听到二女儿这么说,展妈放下保温桶,无声的走到她旁边坐下。想到刚刚碰到以往关系最好,一起打麻将,跳舞的王阿姨和她说话时那古怪的眼神和街坊邻居背后瞟瞟瞄瞄的眼神与窃笑,她低着头深深的叹了口气。
她和丈夫都彻夜难眠,到今天的境地,他们不知道应该去怪谁了。想搬家躲开那些戳戳点点,可现在谁还不知道她家的事,不知道她女儿是个同性恋,还争风吃醋跳河寻死。

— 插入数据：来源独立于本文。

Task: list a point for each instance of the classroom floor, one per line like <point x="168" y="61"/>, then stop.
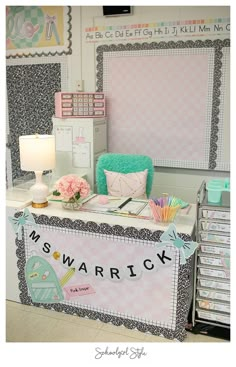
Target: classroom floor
<point x="33" y="324"/>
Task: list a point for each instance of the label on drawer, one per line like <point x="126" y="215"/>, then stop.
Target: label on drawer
<point x="214" y="295"/>
<point x="207" y="315"/>
<point x="214" y="273"/>
<point x="223" y="251"/>
<point x="215" y="214"/>
<point x="214" y="284"/>
<point x="209" y="305"/>
<point x="215" y="238"/>
<point x="214" y="226"/>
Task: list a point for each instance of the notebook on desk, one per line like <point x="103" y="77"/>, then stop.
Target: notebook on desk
<point x="117" y="206"/>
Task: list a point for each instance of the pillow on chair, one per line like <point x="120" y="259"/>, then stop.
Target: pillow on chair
<point x="127" y="184"/>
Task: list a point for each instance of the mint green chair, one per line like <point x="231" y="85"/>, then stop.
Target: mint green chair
<point x="122" y="163"/>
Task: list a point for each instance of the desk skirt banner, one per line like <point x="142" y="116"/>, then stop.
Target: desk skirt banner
<point x="114" y="274"/>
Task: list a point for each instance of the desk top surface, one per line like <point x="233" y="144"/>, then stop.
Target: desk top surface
<point x="184" y="221"/>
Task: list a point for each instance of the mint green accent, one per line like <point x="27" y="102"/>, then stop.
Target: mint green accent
<point x="42" y="281"/>
<point x="215" y="188"/>
<point x="123" y="163"/>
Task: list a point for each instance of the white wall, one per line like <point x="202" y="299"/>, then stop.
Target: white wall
<point x="181" y="182"/>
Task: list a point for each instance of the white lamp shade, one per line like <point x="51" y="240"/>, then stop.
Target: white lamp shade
<point x="37" y="152"/>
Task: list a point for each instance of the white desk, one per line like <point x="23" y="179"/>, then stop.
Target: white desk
<point x="155" y="301"/>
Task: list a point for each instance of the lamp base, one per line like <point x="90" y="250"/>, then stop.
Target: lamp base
<point x="39" y="205"/>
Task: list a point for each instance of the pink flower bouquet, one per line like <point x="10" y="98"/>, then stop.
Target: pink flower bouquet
<point x="72" y="187"/>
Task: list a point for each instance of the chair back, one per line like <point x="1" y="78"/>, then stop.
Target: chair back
<point x="122" y="163"/>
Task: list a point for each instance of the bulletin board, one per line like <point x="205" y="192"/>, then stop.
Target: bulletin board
<point x="167" y="100"/>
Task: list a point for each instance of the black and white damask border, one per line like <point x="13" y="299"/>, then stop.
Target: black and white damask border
<point x="105" y="229"/>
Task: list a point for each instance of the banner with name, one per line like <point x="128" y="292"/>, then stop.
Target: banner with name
<point x="157" y="30"/>
<point x="124" y="275"/>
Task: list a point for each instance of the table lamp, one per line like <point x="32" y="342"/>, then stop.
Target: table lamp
<point x="37" y="153"/>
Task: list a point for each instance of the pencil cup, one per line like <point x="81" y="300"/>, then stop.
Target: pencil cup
<point x="166" y="214"/>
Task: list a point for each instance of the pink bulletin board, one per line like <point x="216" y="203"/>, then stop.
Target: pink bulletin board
<point x="163" y="101"/>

展盼看着妈妈低垂的眼神和日益衰颓的精神,她凝眉握住妈妈的手。
展妈转头看到女儿关切的担忧的眼神,一扫愁容。笑了一下说:“没事儿。”
展盼看着妈妈的眼睛说:“妈,宁宁的事你和爸怎么打算的?”
听到女儿的问题,展妈眼神一滞,没有说出话来。因为她和丈夫没讨论过这个问题,他们已经不知道应该怎么做了。经历这些肯定是不可能再逼展宁了,可要同意吗?他们始终下不去这个决心,总觉得这样的心软做法是把女儿往火坑里推。
看出了妈妈的心思,展盼说:“爸爸和大姐在给奶奶办理出院吧?”
“嗯。他们在那边给你奶奶收拾东西,下午出院。”
“妈,去奶奶那边,咱们好好谈谈宁宁的事吧。她总有一天也要出院,咱们都要面对。”
展妈看着女儿,愣了一下,最后还是点点头。